Playability: Click to peep
Cibele is not a game. You have access to Nina’s desktop: emails, chats, personal pictures and an online game called Valtameri (Finn?). Nina logs on under the pseudonym Cibele to regularly play and chat with a boy named Ichi. There is no tutorial and hardly any explanation so you’ll spend a good deal of time exploring and getting to know Nina and her friends. Nina flirts online with Ichi through voice conversations. The story becomes fairly predictable as the innuendos are not very refined. The job is done less than an hour after you first loaded the game.
Annoyance: Awkward simulated online multiplayer
Cibele is a personal love story told through bits and pieces of emails, photos, chats, online conversations and the occasional video. There’s nothing particular about the story aside from the fact that it is real and personal. But then again, millions of people presumably live the same story daily, at least in America where the plot takes place. Cibele contains the primitive simulation of an online multiplayer game named Valtameri where the characters meet to bash cyber monsters and fall in love. As a game Valtameri gets close to zero points from the Old Video Gamer, but you’re unfortunately forced to grind through its levels to unfold Cibele’s plot.

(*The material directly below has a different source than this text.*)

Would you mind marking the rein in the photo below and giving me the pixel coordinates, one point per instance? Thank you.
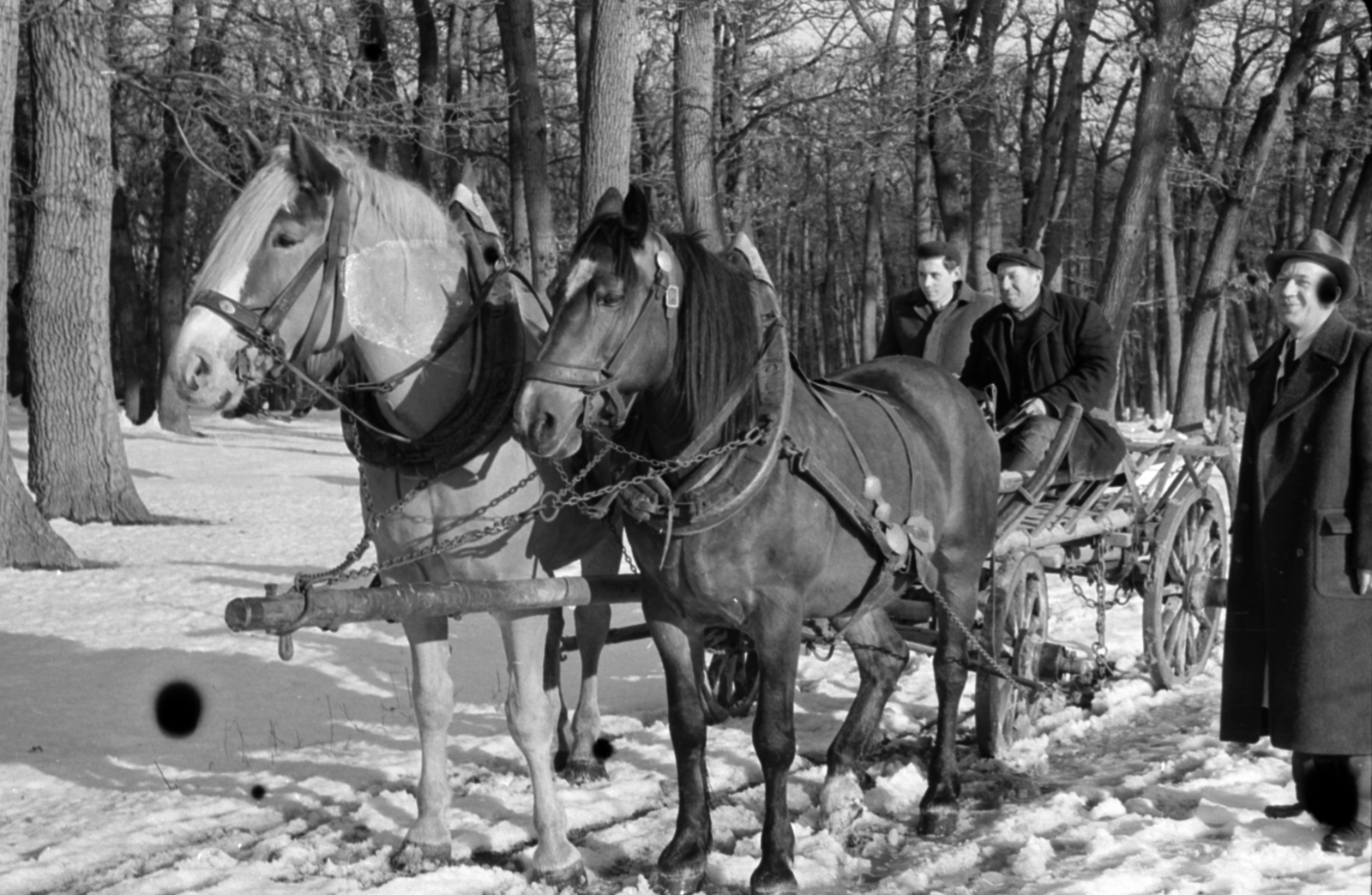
(593, 381)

Beauty: Getting too personal
Cibele’s strongest points are the real video sequences where the characters truly come to life. But these are by far too sparse. Often times, you’re left to your own devices, clicking here and there in the hope that the story will move ahead more swiftly. Online conversations between Cibele and Ichi are on the dull side and less convincing than the laidback soundtrack.

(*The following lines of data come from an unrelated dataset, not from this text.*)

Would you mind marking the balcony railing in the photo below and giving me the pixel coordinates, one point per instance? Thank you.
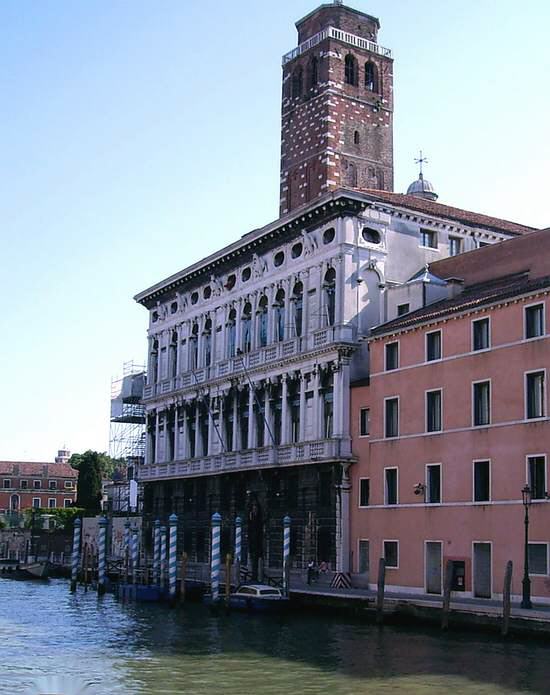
(251, 360)
(333, 33)
(268, 457)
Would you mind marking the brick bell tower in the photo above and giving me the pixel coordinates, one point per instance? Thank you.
(337, 107)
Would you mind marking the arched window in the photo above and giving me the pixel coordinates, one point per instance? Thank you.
(207, 343)
(173, 354)
(193, 346)
(350, 70)
(313, 72)
(298, 300)
(329, 288)
(247, 327)
(297, 82)
(262, 321)
(279, 315)
(155, 361)
(231, 333)
(371, 77)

The Old Video Gamer’s Prattle: A small window on American teenage culture 5/10
As a parent, you’ll want to play Cibele. This is maybe what your kids are doing online, playing games, flirting, falling in love, making out, getting crushed and even worse. Where are the good days where you could just meet people face to face? I still remember wooing girls with ice creams, coffees and endless chit chat at cafés and cinemas, rain and shine. But maybe that was in places and cultures where people actually hang out and talk to each other rather than to their phones, pads and screens? Cibele has anthropological value, especially if you are not familiar with American teenage culture. The story is heartfelt but a short film would have been a far better medium than this contrived videogaming experience.